Por ICL Notícias
Mobilização nas ruas e nas redes obrigou a Câmara a chancelar a proposta sem desidratar suas medidas centrais
A combinação da mobilização das ruas e das redes sociais forçou o Centrão a recuar e aceitar a aprovação da taxação sobre os mais ricos como forma de garantir a isenção do Imposto de Renda para quem ganha até R$ 5 mil. O texto-base foi aprovado na Câmara dos Deputados nesta quarta-feira (1º), com votação unânime de 493 votos a favor, e segue agora para o Senado.

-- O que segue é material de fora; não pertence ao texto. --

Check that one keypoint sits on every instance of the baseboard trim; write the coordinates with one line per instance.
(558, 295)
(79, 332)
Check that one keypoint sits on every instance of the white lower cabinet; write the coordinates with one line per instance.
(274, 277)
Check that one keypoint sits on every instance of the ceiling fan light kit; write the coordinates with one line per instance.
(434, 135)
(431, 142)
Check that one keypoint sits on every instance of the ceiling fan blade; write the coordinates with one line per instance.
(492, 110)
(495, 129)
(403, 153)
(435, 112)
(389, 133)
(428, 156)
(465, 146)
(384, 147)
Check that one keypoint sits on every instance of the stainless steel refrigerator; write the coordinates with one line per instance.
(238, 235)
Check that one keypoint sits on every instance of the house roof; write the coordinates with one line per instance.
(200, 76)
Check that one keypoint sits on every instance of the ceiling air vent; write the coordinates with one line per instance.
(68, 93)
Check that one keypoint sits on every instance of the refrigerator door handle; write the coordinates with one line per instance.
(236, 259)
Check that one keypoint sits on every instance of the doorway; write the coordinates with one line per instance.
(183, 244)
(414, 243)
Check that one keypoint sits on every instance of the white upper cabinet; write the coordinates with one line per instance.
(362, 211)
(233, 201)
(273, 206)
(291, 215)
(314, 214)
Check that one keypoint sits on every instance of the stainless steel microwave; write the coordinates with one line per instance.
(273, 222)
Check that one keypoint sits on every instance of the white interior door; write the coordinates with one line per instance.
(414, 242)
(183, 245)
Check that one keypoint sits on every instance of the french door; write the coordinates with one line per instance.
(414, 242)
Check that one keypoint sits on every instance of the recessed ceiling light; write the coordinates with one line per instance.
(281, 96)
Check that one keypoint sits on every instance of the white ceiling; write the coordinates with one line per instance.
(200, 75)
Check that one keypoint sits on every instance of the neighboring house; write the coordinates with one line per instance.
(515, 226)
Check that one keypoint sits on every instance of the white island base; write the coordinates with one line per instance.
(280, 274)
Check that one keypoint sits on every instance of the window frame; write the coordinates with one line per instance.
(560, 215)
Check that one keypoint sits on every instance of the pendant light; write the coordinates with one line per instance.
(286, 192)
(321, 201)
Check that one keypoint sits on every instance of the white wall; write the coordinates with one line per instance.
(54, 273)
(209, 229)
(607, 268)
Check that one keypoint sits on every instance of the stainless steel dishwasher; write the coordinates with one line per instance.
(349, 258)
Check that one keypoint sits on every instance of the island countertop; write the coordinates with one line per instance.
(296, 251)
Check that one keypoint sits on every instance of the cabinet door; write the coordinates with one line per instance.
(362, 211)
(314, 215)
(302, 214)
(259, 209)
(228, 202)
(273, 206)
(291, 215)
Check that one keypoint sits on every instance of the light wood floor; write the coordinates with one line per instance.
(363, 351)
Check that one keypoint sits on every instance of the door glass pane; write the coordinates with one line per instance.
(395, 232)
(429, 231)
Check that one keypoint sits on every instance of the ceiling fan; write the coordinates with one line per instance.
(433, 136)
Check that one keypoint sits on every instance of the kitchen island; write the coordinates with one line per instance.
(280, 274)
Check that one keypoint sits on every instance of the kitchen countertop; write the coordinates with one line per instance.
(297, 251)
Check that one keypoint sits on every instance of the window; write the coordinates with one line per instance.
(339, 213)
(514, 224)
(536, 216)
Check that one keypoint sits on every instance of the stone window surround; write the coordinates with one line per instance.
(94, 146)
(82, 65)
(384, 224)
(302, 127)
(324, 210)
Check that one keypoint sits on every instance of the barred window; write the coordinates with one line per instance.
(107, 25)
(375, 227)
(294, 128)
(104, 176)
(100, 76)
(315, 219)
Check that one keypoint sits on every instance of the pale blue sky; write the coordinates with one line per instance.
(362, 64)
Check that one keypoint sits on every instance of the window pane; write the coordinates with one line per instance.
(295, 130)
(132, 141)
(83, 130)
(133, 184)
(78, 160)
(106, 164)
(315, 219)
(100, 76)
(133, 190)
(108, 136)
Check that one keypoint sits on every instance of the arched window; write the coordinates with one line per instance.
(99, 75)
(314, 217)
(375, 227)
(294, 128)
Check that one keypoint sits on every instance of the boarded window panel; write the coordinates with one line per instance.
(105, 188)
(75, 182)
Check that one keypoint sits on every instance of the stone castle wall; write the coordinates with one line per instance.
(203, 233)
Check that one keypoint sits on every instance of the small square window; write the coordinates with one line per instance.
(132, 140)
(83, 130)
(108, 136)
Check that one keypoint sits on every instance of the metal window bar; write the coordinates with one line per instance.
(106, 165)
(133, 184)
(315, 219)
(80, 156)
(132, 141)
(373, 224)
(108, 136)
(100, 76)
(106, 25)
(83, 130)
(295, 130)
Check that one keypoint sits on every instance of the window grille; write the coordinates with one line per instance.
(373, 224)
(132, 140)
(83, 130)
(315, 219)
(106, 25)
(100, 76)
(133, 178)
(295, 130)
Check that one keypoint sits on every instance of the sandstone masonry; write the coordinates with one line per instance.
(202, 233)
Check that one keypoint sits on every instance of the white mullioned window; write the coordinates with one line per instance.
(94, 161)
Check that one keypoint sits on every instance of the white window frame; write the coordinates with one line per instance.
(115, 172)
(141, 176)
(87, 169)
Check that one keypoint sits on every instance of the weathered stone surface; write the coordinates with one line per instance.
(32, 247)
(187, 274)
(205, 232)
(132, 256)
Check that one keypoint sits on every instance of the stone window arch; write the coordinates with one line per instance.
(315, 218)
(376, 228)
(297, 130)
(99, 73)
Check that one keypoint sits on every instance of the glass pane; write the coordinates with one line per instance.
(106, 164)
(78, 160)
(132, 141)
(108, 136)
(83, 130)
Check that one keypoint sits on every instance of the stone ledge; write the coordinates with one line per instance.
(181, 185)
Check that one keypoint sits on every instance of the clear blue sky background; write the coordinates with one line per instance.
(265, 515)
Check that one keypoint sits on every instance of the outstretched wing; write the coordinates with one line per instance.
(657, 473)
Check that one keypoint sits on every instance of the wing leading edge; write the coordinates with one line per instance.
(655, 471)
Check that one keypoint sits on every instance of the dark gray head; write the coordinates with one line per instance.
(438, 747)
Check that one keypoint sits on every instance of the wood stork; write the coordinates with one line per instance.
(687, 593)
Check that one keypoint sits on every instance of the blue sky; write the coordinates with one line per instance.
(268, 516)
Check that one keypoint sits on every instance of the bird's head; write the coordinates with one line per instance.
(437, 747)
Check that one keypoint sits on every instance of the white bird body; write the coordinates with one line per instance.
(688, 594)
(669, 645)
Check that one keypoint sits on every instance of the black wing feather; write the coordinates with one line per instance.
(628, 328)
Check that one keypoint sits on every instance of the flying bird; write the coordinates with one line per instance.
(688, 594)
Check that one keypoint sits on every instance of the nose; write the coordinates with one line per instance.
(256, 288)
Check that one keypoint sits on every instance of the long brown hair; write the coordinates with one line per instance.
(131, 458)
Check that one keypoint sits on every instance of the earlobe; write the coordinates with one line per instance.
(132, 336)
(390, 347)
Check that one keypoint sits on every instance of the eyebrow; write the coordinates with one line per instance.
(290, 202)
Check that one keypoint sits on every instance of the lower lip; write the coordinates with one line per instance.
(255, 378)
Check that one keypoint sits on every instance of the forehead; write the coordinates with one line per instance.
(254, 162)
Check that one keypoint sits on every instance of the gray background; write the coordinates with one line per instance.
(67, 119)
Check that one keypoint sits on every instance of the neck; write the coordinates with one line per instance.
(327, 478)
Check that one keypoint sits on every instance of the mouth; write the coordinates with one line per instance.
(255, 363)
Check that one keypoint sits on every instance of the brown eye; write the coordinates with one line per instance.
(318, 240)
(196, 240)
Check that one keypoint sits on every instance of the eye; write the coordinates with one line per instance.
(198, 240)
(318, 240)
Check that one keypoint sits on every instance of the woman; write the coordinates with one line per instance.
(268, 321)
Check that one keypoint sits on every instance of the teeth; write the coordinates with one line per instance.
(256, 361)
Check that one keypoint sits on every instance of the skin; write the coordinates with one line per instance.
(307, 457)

A pressão começou a se intensificar após os protestos de 21 de setembro, quando manifestantes em dezenas de cidades levantaram faixas e palavras de ordem contra a anistia e em defesa da isenção do Imposto de Renda. Deputados da base relataram que as ruas serviram de catalisador para o tema ganhar ainda mais força no Congresso.
Nas redes, a movimentação se concentrou nos dias que antecederam a votação. Campanhas promovidas por movimentos sociais e partidos levaram milhares de mensagens a parlamentares. Além disso, partidos e centrais sindicais ampliaram a divulgação de cards e vídeos com o mote “isenção até R$ 5 mil, taxação dos super-ricos”, o que manteve o assunto entre os mais comentados na política.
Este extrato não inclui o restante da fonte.